"Exercise 16-3 Determining the present value of a lump-sum future cash receipt
Marsha Bittner expects to receive a $600,000 cash benefit when she retires five years from today. Ms. Bittner’s employer has offered an early retirement incentive by agreeing to pay her $360,000 today if she agrees to retire immediately. Ms. Bittner desires to earn a rate of return of 12 percent.
Required
a. Assuming that the retirement benefit is the only consideration in making the retirement deci- sion, should Ms. Bittner accept her employer’s offer?
b. Identify the factors that cause the present value of the retirement benefit to be less than $600,000."
(ACC 201 594)
ACC 201. McGraw-Hill Create. <vbk:9781121253193#page(594)>.
To determine whether or not Ms. Bittner should accept her employer's offer, we need to calculate the present value of the cash benefit she will receive after retiring five years from today. The present value is the current value of a future cash flow, taking into account the time value of money.
To calculate the present value, we can use the formula for present value of a lump sum:
PV = FV / (1 + r)^n
Where:
PV = Present value
FV = Future value
r = Rate of return
n = Number of periods
In this case, the future value (FV) is $600,000, the rate of return (r) is 12%, and the number of periods (n) is 5 years.

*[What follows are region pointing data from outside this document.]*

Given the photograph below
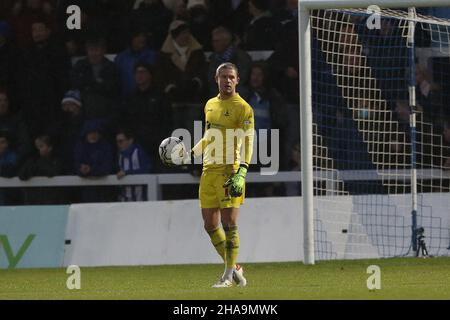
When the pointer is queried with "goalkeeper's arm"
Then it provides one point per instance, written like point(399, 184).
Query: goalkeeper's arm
point(236, 183)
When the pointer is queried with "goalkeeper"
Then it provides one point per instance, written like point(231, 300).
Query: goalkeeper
point(229, 126)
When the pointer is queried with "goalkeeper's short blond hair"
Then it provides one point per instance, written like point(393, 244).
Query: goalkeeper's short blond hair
point(227, 65)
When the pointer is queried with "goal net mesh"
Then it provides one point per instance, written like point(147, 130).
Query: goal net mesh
point(362, 140)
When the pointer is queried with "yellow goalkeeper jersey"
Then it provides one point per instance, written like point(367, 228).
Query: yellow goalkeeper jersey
point(229, 134)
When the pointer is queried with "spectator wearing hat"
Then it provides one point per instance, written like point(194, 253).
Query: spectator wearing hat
point(43, 79)
point(132, 159)
point(98, 80)
point(126, 61)
point(181, 65)
point(225, 51)
point(93, 154)
point(69, 128)
point(93, 157)
point(148, 112)
point(25, 13)
point(43, 164)
point(263, 31)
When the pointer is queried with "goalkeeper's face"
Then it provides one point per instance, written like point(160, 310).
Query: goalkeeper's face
point(227, 80)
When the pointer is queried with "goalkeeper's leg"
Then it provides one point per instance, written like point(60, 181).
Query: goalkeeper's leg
point(229, 222)
point(211, 218)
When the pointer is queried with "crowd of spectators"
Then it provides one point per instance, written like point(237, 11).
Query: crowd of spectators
point(98, 100)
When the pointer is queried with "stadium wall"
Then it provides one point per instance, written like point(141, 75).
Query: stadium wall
point(171, 232)
point(32, 237)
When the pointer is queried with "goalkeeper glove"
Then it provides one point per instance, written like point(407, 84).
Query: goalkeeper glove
point(179, 154)
point(236, 183)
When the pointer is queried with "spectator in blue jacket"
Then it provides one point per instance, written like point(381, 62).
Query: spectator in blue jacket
point(132, 160)
point(93, 157)
point(126, 61)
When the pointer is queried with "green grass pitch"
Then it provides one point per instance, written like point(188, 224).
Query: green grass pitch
point(401, 278)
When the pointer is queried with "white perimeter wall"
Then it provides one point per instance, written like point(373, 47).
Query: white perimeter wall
point(271, 229)
point(171, 232)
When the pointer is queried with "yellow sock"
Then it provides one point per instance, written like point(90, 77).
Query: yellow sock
point(232, 246)
point(218, 239)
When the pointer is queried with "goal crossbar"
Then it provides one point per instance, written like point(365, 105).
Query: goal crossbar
point(306, 116)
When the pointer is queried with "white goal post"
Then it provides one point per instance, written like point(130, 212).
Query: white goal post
point(306, 113)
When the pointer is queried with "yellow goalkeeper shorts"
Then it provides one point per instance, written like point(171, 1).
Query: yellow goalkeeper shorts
point(212, 194)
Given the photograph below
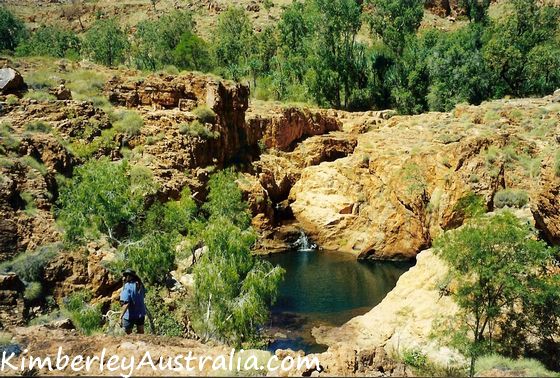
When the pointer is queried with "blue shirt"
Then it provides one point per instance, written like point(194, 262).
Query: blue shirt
point(135, 299)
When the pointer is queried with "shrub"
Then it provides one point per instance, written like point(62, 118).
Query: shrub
point(38, 127)
point(51, 41)
point(205, 114)
point(155, 42)
point(106, 43)
point(29, 266)
point(523, 367)
point(501, 283)
point(192, 53)
point(41, 80)
point(128, 122)
point(33, 291)
point(100, 199)
point(557, 164)
point(510, 198)
point(152, 257)
point(86, 317)
point(165, 320)
point(414, 358)
point(233, 288)
point(12, 30)
point(12, 99)
point(197, 129)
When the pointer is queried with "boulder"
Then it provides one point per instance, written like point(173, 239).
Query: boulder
point(61, 93)
point(13, 310)
point(11, 81)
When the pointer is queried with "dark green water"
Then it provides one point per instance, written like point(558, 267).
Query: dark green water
point(325, 288)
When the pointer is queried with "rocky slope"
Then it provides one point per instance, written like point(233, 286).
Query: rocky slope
point(404, 182)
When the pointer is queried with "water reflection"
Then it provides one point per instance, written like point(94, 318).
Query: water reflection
point(322, 287)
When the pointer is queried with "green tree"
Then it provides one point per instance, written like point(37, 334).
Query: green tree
point(509, 42)
point(502, 275)
point(457, 70)
point(225, 200)
point(233, 42)
point(51, 41)
point(12, 30)
point(106, 43)
point(233, 288)
point(192, 53)
point(337, 57)
point(155, 41)
point(476, 10)
point(394, 20)
point(102, 198)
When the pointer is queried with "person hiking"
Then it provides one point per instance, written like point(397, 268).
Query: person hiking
point(132, 299)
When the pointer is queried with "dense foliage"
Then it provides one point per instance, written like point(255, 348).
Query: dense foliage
point(106, 43)
point(233, 288)
point(505, 285)
point(317, 52)
point(51, 41)
point(12, 30)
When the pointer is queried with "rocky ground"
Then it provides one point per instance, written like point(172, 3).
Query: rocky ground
point(372, 184)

Plugging these values into the formula, we get:
PV = $600,000 / (1 + 0.12)^5
Calculating this, we find that the present value of the retirement benefit is approximately $335,880.
Now, let's move on to part b - identifying the factors that cause the present value of the retirement benefit to be less than $600,000.

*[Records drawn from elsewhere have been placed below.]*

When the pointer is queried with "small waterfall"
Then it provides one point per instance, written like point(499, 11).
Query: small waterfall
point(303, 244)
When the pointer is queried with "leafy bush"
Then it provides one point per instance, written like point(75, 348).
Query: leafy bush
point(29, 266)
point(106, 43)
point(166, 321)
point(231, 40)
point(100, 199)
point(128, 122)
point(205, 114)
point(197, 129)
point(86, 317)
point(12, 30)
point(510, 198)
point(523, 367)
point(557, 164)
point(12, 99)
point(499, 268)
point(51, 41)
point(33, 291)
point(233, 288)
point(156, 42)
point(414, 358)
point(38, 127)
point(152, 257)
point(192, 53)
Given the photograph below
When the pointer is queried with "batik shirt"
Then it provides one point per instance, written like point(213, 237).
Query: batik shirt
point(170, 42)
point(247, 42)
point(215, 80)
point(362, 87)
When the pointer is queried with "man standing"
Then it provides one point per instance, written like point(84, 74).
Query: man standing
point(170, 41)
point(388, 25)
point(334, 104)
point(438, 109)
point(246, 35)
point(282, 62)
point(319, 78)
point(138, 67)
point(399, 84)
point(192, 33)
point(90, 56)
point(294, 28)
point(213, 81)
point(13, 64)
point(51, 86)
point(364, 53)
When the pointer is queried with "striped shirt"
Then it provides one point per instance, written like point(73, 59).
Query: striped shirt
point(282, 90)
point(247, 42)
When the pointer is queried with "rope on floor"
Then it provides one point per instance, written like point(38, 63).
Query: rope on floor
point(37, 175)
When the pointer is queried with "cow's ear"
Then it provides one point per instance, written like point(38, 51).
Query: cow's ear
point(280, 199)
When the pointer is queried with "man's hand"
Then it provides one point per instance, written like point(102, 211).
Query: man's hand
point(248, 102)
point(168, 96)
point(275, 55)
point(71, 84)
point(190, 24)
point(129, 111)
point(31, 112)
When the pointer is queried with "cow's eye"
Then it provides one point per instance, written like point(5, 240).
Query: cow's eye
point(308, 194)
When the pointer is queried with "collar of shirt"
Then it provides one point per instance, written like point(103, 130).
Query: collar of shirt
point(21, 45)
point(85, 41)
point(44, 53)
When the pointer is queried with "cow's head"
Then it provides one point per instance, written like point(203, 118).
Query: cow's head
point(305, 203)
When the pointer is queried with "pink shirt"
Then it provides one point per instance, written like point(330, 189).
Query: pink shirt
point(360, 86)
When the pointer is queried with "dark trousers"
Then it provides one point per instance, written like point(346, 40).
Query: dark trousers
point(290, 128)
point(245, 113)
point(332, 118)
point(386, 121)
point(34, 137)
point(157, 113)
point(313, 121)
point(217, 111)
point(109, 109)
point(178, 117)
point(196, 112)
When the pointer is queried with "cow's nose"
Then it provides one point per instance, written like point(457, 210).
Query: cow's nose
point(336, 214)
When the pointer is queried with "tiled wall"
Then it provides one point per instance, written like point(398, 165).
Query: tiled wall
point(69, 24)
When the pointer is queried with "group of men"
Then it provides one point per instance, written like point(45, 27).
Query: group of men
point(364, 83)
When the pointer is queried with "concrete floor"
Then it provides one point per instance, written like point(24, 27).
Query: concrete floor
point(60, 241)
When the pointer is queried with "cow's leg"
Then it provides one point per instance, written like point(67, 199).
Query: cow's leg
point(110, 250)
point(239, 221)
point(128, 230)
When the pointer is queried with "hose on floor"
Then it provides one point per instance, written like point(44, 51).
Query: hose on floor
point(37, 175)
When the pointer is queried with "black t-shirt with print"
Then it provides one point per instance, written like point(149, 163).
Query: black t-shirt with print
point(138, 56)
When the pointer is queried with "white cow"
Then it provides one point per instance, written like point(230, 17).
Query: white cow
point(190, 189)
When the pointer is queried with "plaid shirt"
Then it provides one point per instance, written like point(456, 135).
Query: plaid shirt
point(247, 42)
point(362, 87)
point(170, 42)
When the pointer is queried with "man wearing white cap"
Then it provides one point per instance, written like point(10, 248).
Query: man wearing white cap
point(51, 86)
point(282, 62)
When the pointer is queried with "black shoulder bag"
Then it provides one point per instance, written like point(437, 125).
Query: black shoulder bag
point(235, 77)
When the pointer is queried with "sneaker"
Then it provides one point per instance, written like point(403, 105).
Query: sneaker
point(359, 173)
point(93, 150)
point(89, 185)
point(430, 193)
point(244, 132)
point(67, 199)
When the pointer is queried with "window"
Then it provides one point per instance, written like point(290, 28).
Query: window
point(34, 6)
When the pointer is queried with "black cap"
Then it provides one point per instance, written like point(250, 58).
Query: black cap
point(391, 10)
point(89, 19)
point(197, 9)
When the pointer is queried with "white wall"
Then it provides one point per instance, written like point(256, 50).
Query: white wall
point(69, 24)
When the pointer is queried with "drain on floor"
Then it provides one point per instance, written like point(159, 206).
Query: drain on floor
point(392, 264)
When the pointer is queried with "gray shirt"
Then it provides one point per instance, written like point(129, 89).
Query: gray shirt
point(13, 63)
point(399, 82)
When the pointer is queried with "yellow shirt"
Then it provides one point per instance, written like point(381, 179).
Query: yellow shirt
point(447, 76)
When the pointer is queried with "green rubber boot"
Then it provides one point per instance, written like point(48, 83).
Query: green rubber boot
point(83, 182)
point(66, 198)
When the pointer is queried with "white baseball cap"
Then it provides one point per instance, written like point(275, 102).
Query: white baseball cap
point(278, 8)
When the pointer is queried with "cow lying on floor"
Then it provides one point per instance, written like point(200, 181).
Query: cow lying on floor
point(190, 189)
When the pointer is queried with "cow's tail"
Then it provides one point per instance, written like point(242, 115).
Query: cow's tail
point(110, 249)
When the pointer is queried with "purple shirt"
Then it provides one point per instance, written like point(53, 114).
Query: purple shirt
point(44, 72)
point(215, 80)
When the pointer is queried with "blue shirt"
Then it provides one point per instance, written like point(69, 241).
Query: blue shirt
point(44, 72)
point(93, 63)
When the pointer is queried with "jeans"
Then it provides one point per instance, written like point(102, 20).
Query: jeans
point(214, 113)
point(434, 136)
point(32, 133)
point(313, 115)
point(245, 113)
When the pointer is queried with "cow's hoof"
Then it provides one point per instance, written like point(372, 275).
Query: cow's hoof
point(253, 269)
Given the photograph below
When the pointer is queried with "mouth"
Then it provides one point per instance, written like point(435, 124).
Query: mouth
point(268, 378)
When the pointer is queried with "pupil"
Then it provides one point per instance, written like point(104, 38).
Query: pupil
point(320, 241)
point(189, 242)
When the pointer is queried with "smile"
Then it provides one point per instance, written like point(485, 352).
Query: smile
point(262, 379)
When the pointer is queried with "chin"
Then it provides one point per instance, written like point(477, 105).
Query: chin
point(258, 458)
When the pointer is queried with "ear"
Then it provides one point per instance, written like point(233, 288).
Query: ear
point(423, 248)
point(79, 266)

The present value of a future cash flow is affected by several factors such as the time value of money, the rate of return, and the time period involved. In this case, the main factor causing the present value to be less than $600,000 is the rate of return.
When we calculate the present value, we discount the future cash flow by the rate of return. In this case, Ms. Bittner desires to earn a rate of return of 12 percent, which is higher than 0%. This means that the higher the rate of return, the lower the present value of the future cash flow will be.
Therefore, the combination of time value of money and Ms. Bittner's desired rate of return causes the present value of the retirement benefit of $600,000 to be reduced to $335,880.